After having completed most of the novels associated with this collection, I have to say that I believe the choice to originally name this series after The Governor was mostly a marketing tactic; while not every TWD fan may be familiar with Lilly Caul (particularly those who are only fans of the television series and, therefore, know of a Lilly but not the Lilly) and most wouldn’t care two figs about the various residents of Woodbury, everyone interested in any incarnation of TWD knows who The Governor is – as has been established, he’s the guy fans most love to hate. Even calling it The Walking Dead Series is a little too much; to be accurate, it should really be called something like The Woodbury Chronicles. But then… well… would anyone want to read it? (Answer: No.)
I went into this hoping to learn more about The Governor himself – who he was before the outbreak, and how he convinced an entire town full of people that he was a stand-up guy who ought to be given control over their lives. Unfortunately, this is not the case with this series – instead, we are provided with a minute amount of substance and a whole lot of filler. And I’ve got to say that, with the exception of the first book in the series, all of the extra tidbits added about The Guv actually took away from him as a villain.

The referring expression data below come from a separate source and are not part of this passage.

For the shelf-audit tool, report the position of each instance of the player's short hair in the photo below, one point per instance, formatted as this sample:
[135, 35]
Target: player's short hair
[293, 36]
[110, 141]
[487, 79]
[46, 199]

In closing, I’ll say that, after having read these four books, I can’t shake the image I have in my head of the creator(s) just slapping a TWD label on any ol’ pile of crap and flinging it out all over the unsuspecting masses. I, for one, do not wish to become a connoisseur of crap, so I won’t be reading any other novels associated with this universe. I’ve been a fan of TWD graphic novels for over a decade, but after finishing these books, I have had to admit to myself that I’m also pretty sick of the lack of continuity and overall sloppiness found within the sprawling universe (a universe which, for the most part, the creator oversees himself, so there’s really no excuse for it other than the call of the almighty dollar), so I’ll also be cutting any future installments in the graphic novels out of my life, as well. I’m simplifying things at this point and sticking with the versions of these stories which I personally find the most fulfilling: the writers for the television series and those at Telltale Games have handled the material quite well thus far.
Elle read the Kindle versions of the books in this series.